Improving the plugins start-up times
I am timing the init times of a lot of plugins to speed-up TWiki.
On my machine it takes 7 seconds to do a click! (it's a dual AMD 2000+ with RedHAt 8.0, Apache 2,
ModPerl).
Installed Plugins:
I have installed all the plugin that I have found:
- Installed Plugins: ActionTrackerPlugin, AgentPlugin, BeautifierPlugin, BugzillaLinkPlugin, CalendarPlugin, ChartPlugin, CommentPlugin, ConditionalPlugin, DatabasePlugin, DefaultPlugin, DoxygenPlugin, EditTablePlugin, EmbedPDFPlugin, EmbedQTPlugin, EmptyPlugin, EncryptedPagesPlugin, ExplicitNumberingPlugin, FeedbackPlugin, FindElsewherePlugin, FormFieldsPlugin, FormPivotPlugin, FormQueryPlugin, GaugePlugin, GnuSkinPlugin, HeadlinesPlugin, ImageGalleryPlugin, IncludeIndexPlugin, IncludeRevisionPlugin, InterwikiPlugin, JavaDocPlugin, LaTeXToMathMLPlugin, LdapPlugin, ListOfSkinsPlugin, LocalCityTimePlugin, LocalTimePlugin, MathModePlugin, NavbarPlugin, NewsPlugin, NotifyOnChildModificationPlugin, PdfPlugin, PerlDocPlugin, PerlSamplePlugin, PhantomPlugin, PollPlugin, PowerEditPlugin, ProgramsPlugin, PrologSamplePlugin, QuickCalendarPlugin, QuickSearchPlugin, RandomQuotePlugin, RandomTopicPlugin, RecursiveRenderPlugin, RedirectPlugin, RevRecoverPlugin, RevisionLinkPlugin, RicherSyntaxPlugin, RollupPlugin, SearchToTablePlugin, SectionalEditPlugin, SingletonWikiWordPlugin, SlideShowPlugin, SmiliesPlugin, SpacedWikiWordPlugin, SpreadSheetPlugin, StylePlugin, SyntaxHighlightingPlugin, TWikiDrawPlugin, TablePlugin, TigerSkinPlugin, TocPlugin, TodaysVisitorsPlugin, TopicVarsPlugin, TranslateTagPlugin, TreePlugin, TypographyPlugin, UpdateInfoPlugin, UserCookiePlugin, VersionLinkPlugin, XpTrackerPlugin
NOTE: I have not checked the set-up of all plugins ... someone cold be slow just because I didn't do it properly.
Instrumenting Plugins.pm
I have instrumented (just a little) Plugins.pm to collect times with
CPAN:Time::HiRes
(see the attached Plugins.pm file)
Initial timings
The init time can be splitted into (ms):
- discoverPlugins 2.6
- eval "use $plugin" 999.7
- readPrefsFromTopic 270
The cumulative handlers' execution on a simple page without plugin tags is (ms):
- startRenderingHandler 92.2
- commonTagsHandler 1638.6
- getSessionValueHandler 13.1
- endRenderingHandler 7.5
- outsidePREHandler 4617.3 <<== HUGE!
- insidePREHandler 0.2
I have modified Prefs.pm to cache the preferences read (see Prefs.pm attached)
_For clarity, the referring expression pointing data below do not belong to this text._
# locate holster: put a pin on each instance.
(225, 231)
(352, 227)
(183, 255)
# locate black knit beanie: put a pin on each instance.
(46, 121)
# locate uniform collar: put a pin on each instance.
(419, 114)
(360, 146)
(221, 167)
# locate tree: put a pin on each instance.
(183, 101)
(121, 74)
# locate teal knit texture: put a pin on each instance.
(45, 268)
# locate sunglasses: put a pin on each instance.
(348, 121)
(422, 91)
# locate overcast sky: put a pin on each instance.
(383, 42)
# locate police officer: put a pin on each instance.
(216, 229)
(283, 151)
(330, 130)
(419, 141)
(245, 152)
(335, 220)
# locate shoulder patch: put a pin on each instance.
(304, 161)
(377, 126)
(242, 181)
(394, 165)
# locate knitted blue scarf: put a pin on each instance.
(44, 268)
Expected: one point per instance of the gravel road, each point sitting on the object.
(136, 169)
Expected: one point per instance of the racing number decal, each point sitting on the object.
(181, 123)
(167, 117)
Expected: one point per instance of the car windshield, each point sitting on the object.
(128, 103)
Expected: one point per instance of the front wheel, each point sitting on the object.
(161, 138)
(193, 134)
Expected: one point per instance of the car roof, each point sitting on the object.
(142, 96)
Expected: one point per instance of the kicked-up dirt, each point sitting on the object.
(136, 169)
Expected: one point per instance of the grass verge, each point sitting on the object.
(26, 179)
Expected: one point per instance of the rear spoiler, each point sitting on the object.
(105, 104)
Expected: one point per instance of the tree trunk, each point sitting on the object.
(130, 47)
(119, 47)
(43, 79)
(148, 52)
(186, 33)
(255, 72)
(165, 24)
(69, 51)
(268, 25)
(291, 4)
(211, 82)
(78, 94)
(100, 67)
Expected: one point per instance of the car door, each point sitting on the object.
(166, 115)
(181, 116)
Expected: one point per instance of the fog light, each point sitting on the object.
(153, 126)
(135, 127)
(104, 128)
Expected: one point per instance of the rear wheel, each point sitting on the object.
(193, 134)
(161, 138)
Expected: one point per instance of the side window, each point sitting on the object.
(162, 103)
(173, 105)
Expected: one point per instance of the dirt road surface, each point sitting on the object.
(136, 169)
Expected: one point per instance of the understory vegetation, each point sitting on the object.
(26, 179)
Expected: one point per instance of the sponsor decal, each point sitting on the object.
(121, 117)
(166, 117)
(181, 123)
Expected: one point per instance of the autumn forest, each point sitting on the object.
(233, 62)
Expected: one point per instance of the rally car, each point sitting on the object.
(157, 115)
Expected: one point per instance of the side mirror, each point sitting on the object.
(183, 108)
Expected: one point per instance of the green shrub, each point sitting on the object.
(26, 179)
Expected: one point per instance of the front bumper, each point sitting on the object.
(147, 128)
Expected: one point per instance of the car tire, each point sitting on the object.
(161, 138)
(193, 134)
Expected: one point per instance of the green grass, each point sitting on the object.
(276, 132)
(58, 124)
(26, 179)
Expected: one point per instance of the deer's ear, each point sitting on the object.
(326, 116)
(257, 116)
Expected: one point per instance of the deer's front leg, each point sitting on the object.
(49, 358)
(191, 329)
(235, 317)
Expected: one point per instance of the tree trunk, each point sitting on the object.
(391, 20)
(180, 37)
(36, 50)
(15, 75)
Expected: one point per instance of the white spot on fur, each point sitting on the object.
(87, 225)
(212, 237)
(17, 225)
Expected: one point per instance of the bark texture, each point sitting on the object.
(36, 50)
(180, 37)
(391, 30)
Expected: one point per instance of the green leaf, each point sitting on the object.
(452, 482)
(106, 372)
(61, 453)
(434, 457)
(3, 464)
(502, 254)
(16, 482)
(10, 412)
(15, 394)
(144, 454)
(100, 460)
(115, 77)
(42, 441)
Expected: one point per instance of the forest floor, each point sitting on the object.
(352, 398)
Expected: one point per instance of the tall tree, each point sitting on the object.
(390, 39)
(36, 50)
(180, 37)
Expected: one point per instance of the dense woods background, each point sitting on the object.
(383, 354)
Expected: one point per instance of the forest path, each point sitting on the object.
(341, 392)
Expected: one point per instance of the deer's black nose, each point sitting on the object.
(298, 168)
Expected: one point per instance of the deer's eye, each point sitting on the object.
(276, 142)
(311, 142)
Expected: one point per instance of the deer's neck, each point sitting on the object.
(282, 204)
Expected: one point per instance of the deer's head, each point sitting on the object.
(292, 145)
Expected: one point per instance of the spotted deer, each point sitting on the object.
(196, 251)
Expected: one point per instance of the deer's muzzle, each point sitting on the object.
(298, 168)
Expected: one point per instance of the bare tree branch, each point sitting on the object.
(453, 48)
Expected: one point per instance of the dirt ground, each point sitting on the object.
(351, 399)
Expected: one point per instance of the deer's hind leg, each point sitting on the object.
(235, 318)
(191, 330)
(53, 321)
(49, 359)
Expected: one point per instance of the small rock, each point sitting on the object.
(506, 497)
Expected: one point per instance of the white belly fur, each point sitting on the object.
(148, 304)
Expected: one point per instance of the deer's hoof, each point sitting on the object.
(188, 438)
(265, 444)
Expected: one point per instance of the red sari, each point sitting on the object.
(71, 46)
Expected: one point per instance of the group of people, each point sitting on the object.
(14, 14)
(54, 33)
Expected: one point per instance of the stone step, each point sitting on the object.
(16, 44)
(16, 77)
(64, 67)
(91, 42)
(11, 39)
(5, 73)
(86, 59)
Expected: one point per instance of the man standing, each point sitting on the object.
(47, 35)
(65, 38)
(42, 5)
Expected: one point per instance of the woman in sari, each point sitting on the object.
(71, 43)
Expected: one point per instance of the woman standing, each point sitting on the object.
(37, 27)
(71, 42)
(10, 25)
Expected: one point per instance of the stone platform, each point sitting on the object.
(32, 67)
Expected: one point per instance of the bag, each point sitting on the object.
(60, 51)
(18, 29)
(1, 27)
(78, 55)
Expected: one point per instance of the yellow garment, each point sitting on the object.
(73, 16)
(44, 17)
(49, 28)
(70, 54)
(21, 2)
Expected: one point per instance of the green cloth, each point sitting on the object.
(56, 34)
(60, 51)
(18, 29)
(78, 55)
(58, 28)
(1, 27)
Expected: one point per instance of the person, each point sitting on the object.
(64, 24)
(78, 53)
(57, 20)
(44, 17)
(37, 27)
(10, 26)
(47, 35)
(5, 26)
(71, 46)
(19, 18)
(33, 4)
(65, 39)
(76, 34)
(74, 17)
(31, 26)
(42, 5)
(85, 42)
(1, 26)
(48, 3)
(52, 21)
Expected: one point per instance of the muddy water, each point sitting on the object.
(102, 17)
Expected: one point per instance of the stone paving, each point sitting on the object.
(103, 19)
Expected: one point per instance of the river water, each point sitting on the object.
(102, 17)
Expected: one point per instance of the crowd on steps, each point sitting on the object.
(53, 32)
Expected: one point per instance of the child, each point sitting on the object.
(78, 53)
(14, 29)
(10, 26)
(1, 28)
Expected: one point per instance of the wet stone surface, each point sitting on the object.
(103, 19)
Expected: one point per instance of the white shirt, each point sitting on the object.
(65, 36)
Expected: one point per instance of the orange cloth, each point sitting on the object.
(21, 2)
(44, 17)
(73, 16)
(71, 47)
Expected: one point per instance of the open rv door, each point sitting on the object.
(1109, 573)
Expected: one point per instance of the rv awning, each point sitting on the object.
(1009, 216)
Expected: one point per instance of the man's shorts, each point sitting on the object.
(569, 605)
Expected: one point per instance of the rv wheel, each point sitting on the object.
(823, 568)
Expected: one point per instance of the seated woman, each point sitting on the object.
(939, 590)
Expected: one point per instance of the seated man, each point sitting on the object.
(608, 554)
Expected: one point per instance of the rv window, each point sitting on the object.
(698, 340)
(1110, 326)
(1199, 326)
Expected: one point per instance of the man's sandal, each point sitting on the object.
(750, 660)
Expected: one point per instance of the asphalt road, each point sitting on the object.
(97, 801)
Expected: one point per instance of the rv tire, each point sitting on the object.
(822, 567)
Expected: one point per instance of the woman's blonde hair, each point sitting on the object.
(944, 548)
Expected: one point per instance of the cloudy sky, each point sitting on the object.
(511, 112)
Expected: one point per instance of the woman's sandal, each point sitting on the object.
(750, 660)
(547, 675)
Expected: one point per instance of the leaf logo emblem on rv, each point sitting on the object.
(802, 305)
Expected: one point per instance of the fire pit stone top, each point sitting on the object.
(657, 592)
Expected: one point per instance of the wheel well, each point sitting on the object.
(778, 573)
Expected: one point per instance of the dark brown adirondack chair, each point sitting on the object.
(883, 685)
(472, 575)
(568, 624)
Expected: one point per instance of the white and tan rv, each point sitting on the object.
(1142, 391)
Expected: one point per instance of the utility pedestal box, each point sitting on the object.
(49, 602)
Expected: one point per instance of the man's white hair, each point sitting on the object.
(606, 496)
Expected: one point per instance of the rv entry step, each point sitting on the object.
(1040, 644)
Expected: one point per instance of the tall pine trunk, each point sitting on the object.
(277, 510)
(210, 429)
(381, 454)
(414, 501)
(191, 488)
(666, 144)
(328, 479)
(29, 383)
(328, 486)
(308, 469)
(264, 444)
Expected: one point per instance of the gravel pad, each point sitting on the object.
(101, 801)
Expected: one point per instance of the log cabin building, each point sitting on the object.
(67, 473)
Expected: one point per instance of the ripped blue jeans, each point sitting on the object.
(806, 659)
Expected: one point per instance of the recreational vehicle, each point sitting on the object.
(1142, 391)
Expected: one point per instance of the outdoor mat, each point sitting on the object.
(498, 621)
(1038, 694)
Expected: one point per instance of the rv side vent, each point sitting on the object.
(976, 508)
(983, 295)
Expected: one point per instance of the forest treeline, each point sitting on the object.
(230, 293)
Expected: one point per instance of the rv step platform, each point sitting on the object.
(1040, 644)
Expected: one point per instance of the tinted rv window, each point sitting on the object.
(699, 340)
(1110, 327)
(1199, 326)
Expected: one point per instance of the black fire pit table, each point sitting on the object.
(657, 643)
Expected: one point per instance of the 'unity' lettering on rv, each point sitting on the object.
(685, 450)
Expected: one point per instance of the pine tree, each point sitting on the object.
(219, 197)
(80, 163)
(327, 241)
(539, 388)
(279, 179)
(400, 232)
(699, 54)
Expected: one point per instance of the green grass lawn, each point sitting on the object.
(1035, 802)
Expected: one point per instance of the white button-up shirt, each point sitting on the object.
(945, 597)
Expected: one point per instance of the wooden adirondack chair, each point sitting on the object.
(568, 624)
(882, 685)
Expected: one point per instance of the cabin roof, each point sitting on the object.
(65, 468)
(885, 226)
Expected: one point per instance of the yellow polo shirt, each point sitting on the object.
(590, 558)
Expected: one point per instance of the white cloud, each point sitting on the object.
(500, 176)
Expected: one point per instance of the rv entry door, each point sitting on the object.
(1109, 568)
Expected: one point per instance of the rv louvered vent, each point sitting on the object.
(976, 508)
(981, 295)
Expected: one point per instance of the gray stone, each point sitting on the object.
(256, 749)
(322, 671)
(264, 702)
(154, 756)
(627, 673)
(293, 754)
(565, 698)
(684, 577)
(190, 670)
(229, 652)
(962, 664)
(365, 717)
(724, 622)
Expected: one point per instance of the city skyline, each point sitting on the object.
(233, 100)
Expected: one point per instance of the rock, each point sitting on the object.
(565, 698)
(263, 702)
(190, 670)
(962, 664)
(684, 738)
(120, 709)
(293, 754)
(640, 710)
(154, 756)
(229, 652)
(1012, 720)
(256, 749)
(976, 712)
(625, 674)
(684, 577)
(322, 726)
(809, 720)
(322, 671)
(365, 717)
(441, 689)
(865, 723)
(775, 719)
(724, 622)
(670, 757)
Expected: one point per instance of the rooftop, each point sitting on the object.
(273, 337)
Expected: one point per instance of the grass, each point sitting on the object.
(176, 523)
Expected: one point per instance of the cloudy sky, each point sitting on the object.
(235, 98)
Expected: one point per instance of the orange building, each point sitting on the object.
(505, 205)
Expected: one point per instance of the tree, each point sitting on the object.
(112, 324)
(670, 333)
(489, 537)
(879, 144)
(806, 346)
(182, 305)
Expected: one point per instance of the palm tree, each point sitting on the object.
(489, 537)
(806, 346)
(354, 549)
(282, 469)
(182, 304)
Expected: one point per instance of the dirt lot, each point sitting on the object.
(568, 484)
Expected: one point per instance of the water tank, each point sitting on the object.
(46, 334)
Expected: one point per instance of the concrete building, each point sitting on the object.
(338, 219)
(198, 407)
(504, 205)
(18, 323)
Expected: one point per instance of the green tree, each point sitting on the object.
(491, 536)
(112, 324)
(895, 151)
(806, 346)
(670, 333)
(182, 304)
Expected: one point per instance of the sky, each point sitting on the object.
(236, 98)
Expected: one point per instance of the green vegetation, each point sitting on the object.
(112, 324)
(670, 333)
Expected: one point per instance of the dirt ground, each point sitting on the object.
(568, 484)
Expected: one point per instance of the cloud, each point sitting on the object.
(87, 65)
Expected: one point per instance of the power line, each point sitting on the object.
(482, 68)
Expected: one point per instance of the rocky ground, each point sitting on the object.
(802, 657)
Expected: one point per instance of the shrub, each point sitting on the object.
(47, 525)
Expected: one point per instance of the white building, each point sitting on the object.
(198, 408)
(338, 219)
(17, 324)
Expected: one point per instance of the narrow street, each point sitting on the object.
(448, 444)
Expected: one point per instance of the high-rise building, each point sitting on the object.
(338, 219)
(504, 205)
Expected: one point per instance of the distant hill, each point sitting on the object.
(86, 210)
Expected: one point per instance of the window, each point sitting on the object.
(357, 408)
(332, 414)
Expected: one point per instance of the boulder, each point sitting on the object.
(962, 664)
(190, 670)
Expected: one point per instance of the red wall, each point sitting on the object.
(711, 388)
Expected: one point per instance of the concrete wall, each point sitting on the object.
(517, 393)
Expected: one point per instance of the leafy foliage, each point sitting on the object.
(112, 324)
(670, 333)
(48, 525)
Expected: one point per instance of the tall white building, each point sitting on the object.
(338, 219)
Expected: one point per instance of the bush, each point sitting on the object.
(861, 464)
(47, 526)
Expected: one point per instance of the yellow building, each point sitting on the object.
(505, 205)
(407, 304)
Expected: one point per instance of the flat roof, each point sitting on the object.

By caching the Prefs we go:
Then I have tweaked a couple of plugins that uses outsidePREhandler
Now the time is lower:
- outsidePREHandler 36.3 ms <<== SMALL!!
The next biggest time is:
- use "$plugin" 1057.5 ms <<== HUGE!!
Proposal
In the current implementation the Preferences are always loaded for each initted plugin.
This time is low (a total of 130ms if cached).
Thus I propose to use the plugin topic to store a preference that is used to decide if the plugin should be initialized.
I have added a SYNTAX variable to all the plugins to initialize a Plugin only:
- if the SYNTAX declaration is NOT present (old plugins and special ones)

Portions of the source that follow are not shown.